Cas9 Stable Cell Line - 293T

The Cas9-stable 293T cell line is a genetically engineered derivative of the human embryonic kidney cell line HEK 293T; the original HEK 293T line was established through the adenovirus-mediated transformation of primary kidney cells. This modified cell line is capable of stably integrating the CRISPR-associated protein 9 (Cas9) nuclease, thereby enabling continuous genomic editing capabilities without the need for repeated transfections. As a derivative of HEK 293 cells—which express the SV40 Large T antigen—its parental 293T cell line is characterized by exceptionally high transfection efficiency, robust protein expression capabilities, and highly efficient viral packaging capacity. The Cas9-stable 293T cell line is renowned for its superior transfection efficiency, remarkably short doubling time, and excellent compatibility with a wide variety of delivery methods. It not only retains the epithelial morphological characteristics of its parental cells but also consistently maintains stable and efficient genomic editing capabilities throughout successive passages.

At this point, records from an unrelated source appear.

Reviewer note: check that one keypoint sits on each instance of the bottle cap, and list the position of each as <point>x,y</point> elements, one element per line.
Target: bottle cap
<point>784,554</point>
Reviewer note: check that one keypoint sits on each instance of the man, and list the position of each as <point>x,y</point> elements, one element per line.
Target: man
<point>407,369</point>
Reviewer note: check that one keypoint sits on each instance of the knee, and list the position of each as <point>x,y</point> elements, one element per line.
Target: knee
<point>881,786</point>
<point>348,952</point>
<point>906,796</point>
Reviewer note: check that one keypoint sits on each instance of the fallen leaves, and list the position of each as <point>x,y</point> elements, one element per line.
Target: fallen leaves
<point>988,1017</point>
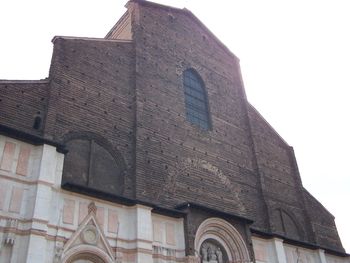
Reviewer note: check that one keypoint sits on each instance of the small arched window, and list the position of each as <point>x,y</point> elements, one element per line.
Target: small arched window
<point>196,100</point>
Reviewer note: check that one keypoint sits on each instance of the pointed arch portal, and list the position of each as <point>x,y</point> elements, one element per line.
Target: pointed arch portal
<point>217,234</point>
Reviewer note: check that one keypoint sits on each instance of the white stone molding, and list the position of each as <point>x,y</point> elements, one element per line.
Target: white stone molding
<point>226,235</point>
<point>88,239</point>
<point>279,249</point>
<point>10,236</point>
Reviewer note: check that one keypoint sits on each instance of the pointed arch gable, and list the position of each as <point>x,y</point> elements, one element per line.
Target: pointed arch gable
<point>226,235</point>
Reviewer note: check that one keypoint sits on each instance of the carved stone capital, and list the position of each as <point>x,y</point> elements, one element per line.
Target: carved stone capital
<point>192,259</point>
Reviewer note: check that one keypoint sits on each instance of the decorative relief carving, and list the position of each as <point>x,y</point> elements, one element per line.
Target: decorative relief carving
<point>159,250</point>
<point>90,235</point>
<point>10,236</point>
<point>185,165</point>
<point>212,252</point>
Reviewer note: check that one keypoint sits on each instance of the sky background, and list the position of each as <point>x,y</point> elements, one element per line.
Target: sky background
<point>295,60</point>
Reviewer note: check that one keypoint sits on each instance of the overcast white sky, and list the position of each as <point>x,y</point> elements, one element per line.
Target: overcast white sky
<point>295,59</point>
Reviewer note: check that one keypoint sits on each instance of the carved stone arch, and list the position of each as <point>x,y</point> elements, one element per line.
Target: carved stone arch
<point>91,161</point>
<point>287,224</point>
<point>87,252</point>
<point>226,236</point>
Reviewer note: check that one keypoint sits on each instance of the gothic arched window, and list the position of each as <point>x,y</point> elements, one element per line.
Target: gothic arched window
<point>196,100</point>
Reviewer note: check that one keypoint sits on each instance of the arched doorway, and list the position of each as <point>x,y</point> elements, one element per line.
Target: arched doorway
<point>86,258</point>
<point>218,241</point>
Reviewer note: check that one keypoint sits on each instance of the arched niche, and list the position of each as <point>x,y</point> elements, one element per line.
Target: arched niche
<point>91,162</point>
<point>218,241</point>
<point>86,254</point>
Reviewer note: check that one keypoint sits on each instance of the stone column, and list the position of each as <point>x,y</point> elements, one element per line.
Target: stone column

In the field of functional genomics, the Cas9-stable 293T cell line facilitates genome-wide CRISPR knockout screens, enabling the identification of genes that play pivotal roles in viral replication, signal transduction pathways (such as NF-κB), and DNA damage response mechanisms. Researchers can leverage its exceptionally high transfection efficiency to rapidly generate isogenic cell models—either by knocking in disease-associated mutations (e.g., cancer-driving mutations) or by correcting genetic defects—thereby facilitating in-depth investigations into the pathological mechanisms underlying various conditions, such as hereditary metabolic disorders. In virology research, this cell line significantly advances the elucidation of host-pathogen interaction mechanisms through the targeted knockout of viral receptors or host restriction factors. In biopharmaceutical manufacturing, the cell line streamlines the generation of stable clonal lines for recombinant protein expression by enabling the precise editing of genes involved in glycosylation modifications or protein secretion pathways.